A key goal will be to work more closely on advocacy and lobbying with other Latino and community-based groups throughout the state, says Zulayka Santiago, executive director.
“We are headed to a place of serious coalition-building and collaborating, looking at how we can best support the work of community organizations across the state in partnership with other nonprofits doing social-justice work,” she says.
In the most recent session of the state legislature, for example, El Pueblo teamed with the state NAACP and other groups to push for full funding of education programs that affect Latino students, she says.
The result was full funding of a $27 million supplemental fund for disadvantaged students and a $41 million supplemental fund for low-wealth students, and the elimination of a $44 million discretionary cut, she says.
Compared to what she characterizes as “El Pueblo’s legislative priorities” in the current legislative session, she says, the group will work with other organizations on a “Latino legislative agenda” for the next session.
And while her predecessor, Andrea Bazán-Manson, served as the organization’s chief lobbyist, the main lobbying work this year has been handled by contract lobbyist Paula Wolf and by Marisol Jiménez McGee, the organization’s advocacy director and lobbyist, says Santiago.
After Bazán-Manson was named president of the Triangle Community Foundation, Santiago was promoted to executive director in January and has been focusing on her new role, she says.
Santiago, who handles some lobbying, says El Pueblo also hopes to work closely on advocacy issues with groups like the Durham-based North Carolina Latino Coalition and the Coalición de Organizaciones Latino Americanas in Western North Carolina.
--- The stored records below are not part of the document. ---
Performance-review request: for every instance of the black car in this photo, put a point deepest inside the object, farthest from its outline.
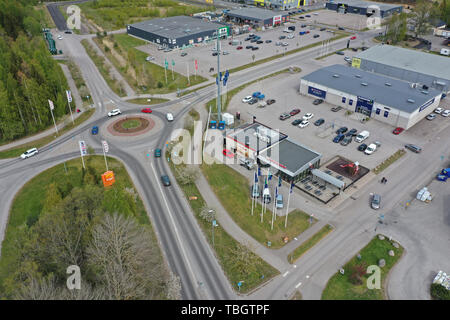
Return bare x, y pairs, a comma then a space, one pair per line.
319, 122
341, 130
317, 101
362, 147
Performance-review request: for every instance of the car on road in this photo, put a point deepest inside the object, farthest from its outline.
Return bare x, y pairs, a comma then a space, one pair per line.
308, 116
362, 147
413, 148
341, 130
338, 138
303, 124
375, 203
114, 112
29, 153
319, 122
165, 180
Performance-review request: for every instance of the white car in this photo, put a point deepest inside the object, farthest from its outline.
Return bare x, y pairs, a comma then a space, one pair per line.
371, 148
114, 112
247, 99
303, 124
29, 153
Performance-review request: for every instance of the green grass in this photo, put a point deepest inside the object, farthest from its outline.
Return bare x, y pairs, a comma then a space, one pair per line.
308, 244
29, 202
17, 151
339, 286
150, 77
386, 163
233, 191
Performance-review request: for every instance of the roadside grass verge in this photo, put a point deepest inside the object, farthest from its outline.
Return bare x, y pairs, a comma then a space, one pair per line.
352, 285
308, 244
17, 151
254, 272
386, 163
226, 98
233, 191
104, 69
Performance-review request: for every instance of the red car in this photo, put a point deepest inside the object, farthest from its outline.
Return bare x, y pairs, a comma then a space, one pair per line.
398, 130
228, 153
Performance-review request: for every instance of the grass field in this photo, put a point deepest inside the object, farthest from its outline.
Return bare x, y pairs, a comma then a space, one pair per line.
17, 151
233, 191
340, 287
141, 75
308, 244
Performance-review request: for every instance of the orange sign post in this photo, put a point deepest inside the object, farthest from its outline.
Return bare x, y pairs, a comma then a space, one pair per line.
108, 178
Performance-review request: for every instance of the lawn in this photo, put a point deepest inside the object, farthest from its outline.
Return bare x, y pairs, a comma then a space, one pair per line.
141, 75
233, 191
17, 151
339, 286
308, 244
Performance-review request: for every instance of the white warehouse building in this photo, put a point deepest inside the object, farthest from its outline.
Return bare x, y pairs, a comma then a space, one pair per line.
395, 102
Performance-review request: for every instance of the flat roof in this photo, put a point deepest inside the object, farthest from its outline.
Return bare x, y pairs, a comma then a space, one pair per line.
176, 27
293, 157
366, 4
254, 13
408, 59
387, 91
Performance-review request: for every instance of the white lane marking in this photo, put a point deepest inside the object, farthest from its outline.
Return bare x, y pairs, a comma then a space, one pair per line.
175, 227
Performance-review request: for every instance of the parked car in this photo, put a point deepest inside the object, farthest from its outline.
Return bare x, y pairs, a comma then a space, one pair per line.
29, 153
413, 148
114, 112
319, 122
317, 101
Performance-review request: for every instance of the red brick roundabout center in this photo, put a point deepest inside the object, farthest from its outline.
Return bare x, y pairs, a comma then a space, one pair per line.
131, 126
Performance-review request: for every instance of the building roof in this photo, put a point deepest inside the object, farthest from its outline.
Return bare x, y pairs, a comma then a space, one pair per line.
366, 4
253, 13
408, 59
382, 89
290, 157
177, 27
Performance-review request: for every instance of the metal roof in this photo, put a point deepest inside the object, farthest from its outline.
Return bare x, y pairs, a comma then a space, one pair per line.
176, 27
382, 89
408, 59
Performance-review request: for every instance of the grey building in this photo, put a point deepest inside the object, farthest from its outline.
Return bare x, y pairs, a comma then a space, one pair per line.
425, 69
179, 31
396, 102
363, 7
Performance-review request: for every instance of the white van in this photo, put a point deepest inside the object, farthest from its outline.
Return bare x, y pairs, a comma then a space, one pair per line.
363, 135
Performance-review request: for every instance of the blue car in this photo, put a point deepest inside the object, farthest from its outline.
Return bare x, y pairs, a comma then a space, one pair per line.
338, 138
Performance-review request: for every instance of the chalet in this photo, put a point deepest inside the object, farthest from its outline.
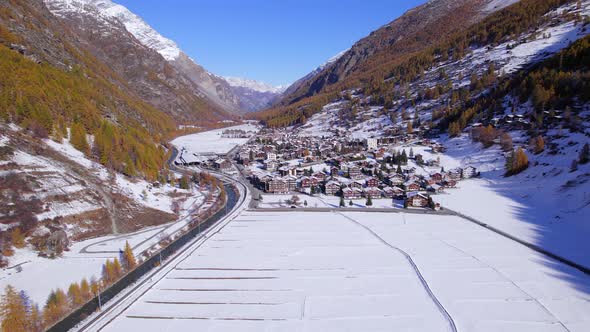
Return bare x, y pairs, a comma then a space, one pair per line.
372, 182
450, 183
321, 176
357, 184
277, 186
417, 200
291, 182
354, 172
396, 180
334, 171
222, 164
412, 186
260, 155
271, 165
244, 155
437, 177
394, 192
332, 188
455, 174
435, 188
372, 192
305, 182
371, 143
288, 171
469, 172
352, 193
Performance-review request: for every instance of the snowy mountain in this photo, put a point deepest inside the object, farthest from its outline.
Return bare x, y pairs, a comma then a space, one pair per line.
293, 87
253, 95
417, 29
107, 14
254, 85
133, 23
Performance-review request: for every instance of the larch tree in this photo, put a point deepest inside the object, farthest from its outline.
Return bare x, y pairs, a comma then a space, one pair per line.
85, 289
75, 295
56, 307
13, 311
585, 154
18, 238
128, 258
78, 138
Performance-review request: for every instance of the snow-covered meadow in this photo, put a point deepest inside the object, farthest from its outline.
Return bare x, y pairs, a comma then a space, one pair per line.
301, 271
210, 142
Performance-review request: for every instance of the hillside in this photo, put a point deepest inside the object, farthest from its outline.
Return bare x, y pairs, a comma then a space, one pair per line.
253, 95
153, 67
393, 43
507, 96
80, 148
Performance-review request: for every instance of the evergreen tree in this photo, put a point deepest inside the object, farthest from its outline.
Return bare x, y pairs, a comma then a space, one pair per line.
78, 138
128, 258
13, 311
129, 167
585, 154
85, 289
517, 162
55, 307
117, 268
35, 319
538, 144
75, 295
18, 238
404, 157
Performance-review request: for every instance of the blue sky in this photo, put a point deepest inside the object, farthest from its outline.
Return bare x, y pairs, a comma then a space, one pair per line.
274, 41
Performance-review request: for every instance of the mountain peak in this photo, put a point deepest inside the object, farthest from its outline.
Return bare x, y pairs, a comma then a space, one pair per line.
255, 85
143, 32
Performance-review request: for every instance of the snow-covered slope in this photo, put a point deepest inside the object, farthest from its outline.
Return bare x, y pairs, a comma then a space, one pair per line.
133, 23
293, 87
253, 95
254, 85
108, 15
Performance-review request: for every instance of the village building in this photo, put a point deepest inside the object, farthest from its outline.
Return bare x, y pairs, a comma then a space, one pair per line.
332, 188
469, 172
352, 193
277, 186
222, 164
372, 192
417, 200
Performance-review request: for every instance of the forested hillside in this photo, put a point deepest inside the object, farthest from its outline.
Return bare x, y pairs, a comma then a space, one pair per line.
50, 83
388, 79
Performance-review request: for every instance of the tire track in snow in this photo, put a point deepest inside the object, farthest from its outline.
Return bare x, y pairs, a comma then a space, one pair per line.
440, 307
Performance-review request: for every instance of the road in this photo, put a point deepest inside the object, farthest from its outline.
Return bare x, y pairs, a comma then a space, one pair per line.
130, 296
123, 300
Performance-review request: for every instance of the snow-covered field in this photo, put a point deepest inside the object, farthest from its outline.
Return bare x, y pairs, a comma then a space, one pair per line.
323, 201
210, 142
84, 259
349, 272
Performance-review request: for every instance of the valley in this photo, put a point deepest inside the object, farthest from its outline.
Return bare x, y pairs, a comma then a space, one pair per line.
433, 176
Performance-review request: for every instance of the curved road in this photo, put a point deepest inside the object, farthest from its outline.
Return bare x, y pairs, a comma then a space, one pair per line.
451, 323
126, 298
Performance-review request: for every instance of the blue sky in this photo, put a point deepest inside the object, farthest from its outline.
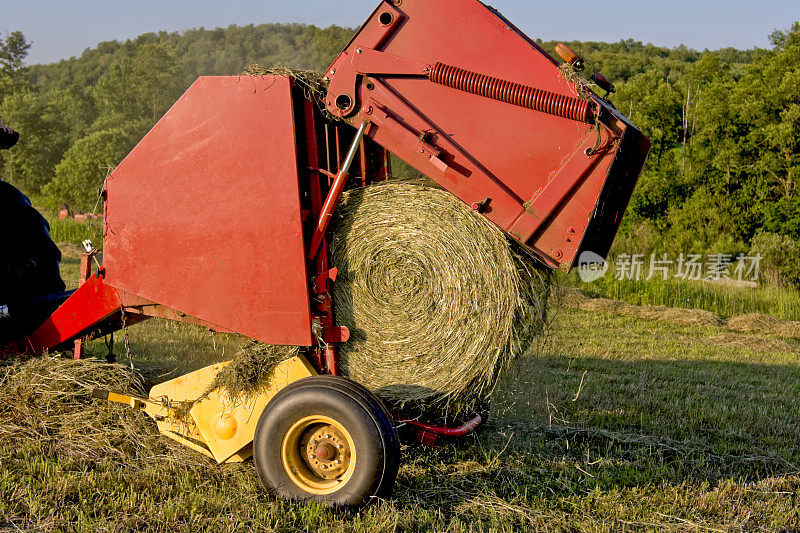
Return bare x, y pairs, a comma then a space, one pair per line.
60, 29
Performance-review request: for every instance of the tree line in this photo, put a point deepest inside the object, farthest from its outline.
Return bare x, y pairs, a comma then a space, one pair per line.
725, 124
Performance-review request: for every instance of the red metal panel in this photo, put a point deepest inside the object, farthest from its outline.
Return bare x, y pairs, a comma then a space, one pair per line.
91, 304
493, 130
204, 216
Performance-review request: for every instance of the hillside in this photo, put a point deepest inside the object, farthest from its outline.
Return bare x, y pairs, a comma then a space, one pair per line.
725, 124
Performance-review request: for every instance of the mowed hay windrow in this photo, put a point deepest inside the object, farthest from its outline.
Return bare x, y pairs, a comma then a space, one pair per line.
46, 403
436, 298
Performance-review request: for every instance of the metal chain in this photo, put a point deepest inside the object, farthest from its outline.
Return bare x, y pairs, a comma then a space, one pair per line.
125, 338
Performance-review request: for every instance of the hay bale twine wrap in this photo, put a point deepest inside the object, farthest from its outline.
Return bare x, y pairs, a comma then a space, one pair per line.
436, 298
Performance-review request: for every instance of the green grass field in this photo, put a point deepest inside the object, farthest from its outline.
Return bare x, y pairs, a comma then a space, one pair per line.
617, 423
723, 300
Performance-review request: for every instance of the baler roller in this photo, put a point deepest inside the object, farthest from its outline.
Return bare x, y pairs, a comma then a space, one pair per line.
512, 93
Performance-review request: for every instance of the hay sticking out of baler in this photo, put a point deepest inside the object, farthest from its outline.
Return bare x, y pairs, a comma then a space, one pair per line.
437, 299
249, 370
314, 85
46, 404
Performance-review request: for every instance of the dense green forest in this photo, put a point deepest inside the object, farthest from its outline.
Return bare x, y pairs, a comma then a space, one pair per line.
722, 175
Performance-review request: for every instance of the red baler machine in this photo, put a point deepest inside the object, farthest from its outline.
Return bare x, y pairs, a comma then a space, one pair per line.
218, 216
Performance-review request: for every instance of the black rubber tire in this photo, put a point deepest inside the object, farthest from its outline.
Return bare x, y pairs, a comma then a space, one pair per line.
359, 411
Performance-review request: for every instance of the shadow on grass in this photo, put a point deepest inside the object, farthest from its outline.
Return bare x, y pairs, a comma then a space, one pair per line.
566, 428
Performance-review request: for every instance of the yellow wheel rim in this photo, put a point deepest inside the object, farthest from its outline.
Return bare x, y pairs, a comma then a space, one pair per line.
318, 454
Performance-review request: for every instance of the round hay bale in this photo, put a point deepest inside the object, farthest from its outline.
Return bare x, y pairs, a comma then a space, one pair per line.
436, 298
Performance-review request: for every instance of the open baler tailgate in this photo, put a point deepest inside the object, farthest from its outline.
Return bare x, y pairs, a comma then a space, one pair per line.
463, 96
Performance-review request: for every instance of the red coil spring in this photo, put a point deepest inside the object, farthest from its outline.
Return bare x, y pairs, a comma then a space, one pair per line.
512, 93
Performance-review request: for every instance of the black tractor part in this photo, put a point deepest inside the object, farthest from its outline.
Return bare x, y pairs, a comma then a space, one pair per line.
30, 282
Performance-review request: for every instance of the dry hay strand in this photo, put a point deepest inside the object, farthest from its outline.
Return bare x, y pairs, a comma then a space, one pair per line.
314, 85
764, 324
750, 342
46, 404
436, 298
686, 317
249, 370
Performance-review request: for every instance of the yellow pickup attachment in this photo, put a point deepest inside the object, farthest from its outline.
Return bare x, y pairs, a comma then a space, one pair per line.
218, 426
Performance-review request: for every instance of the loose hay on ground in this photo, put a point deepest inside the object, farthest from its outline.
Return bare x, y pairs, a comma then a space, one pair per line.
436, 298
46, 403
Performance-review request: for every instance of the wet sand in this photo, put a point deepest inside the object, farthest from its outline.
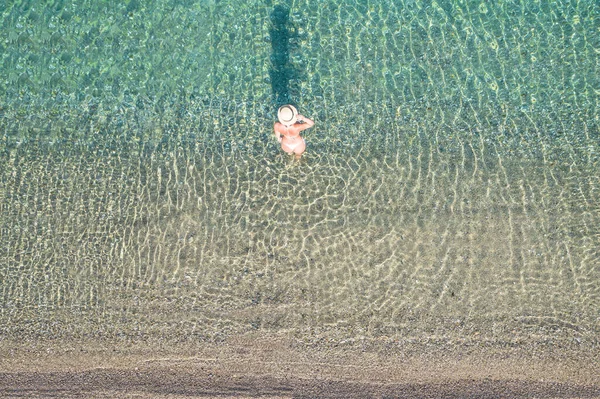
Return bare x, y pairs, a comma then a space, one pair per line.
249, 368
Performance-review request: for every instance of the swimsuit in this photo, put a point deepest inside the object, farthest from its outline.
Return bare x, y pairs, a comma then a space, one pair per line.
291, 146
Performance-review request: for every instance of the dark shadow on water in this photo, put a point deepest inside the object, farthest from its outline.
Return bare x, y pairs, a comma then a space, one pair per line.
284, 75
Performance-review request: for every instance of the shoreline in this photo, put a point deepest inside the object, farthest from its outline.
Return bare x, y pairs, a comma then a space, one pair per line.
262, 367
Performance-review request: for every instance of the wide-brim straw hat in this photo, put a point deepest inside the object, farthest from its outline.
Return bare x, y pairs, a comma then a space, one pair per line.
287, 114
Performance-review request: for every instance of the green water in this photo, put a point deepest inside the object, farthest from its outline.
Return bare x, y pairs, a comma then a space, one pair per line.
449, 192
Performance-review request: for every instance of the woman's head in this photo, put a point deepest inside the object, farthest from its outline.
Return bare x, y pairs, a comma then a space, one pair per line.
287, 114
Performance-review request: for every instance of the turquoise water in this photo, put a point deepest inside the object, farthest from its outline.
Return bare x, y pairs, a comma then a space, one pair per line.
449, 192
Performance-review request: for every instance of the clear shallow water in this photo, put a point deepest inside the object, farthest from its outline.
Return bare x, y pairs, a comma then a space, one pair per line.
449, 192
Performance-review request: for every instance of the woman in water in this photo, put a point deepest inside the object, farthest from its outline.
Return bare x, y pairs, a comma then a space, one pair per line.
288, 129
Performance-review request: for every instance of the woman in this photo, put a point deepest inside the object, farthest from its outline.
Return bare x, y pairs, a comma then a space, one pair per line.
288, 129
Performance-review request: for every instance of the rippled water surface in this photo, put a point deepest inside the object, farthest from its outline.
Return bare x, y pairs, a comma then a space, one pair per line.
449, 193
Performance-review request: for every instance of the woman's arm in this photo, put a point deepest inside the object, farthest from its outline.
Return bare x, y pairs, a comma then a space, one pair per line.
307, 121
277, 132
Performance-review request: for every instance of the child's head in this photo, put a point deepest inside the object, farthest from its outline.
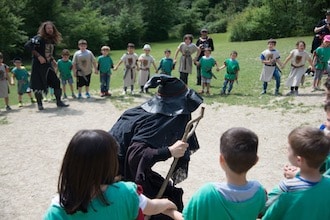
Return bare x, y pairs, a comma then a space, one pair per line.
238, 147
301, 45
271, 43
167, 53
82, 44
146, 48
207, 52
89, 162
130, 47
17, 61
105, 50
65, 54
233, 55
309, 145
327, 112
188, 38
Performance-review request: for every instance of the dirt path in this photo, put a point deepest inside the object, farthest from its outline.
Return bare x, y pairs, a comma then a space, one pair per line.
33, 144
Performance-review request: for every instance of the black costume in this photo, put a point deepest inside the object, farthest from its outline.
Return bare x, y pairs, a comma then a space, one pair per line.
43, 75
203, 43
145, 132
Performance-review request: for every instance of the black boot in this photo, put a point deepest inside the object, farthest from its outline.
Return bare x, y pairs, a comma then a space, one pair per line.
59, 103
38, 96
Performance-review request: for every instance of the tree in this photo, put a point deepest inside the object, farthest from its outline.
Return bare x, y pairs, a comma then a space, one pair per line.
12, 36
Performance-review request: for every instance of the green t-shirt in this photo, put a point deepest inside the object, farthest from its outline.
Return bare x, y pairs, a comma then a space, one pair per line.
124, 205
105, 64
308, 204
232, 67
209, 204
206, 66
64, 67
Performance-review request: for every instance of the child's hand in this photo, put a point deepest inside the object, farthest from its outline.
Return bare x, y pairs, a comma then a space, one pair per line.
290, 171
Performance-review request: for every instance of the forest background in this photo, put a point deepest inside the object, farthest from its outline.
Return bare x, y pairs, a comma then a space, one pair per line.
117, 22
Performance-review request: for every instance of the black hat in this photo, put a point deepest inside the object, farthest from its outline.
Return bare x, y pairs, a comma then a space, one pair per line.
173, 96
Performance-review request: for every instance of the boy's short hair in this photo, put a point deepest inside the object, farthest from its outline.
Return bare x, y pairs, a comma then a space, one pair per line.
105, 48
82, 41
65, 52
17, 59
239, 148
311, 144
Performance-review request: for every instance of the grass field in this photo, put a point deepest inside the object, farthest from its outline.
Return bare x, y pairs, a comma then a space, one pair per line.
246, 92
El Pueblo, which in the past has overseen all details of La Fiesta del Pueblo, also has contracted with Mary & Parrish Events Management in Durham to handle logistics, operations and vendor-management for the event.
The annual festival, to be held September 9 and 10 at the State Fairgrounds in Raleigh, generates about $90,000 a year for the organization.
With an annual budget of $1.3 million and a staff of 13 people plus four intern positions, El Pueblo generates nearly half its budget from government grants.
Those include a three-year grant of $375,000 from the N.C. Health and Wellness Trust Fund to promote tobacco prevention among teens, and grants from state and federal government to reduce the number of drunk-driving cases involving Latinos.
El Pueblo receives $293,000, or just over one-fifth of its budget, from foundations, including just over $29,000 from San Francisco-based Hispanics in Philanthropy.
Corporate sponsorships for La Fiesta del Pueblo account for the most of the remainder of the budget.
Santiago says El Pueblo plans to increase giving from individuals, who account for roughly 1 percent of the organization’s budget.
Participating in that effort will be Dan Moore, an El Pueblo board member and former officer of the W.K. Kellogg Foundation and consultant to NC Gives, a program of the North Carolina Community Foundation that promotes philanthropy among people of all income levels, not just the wealthy.
“While El Pueblo has developed a strong reputation and legacy within the community,” Santiago says, “we haven’t really given people an opportunity to support our organization financially, and that’s one of my priorities.”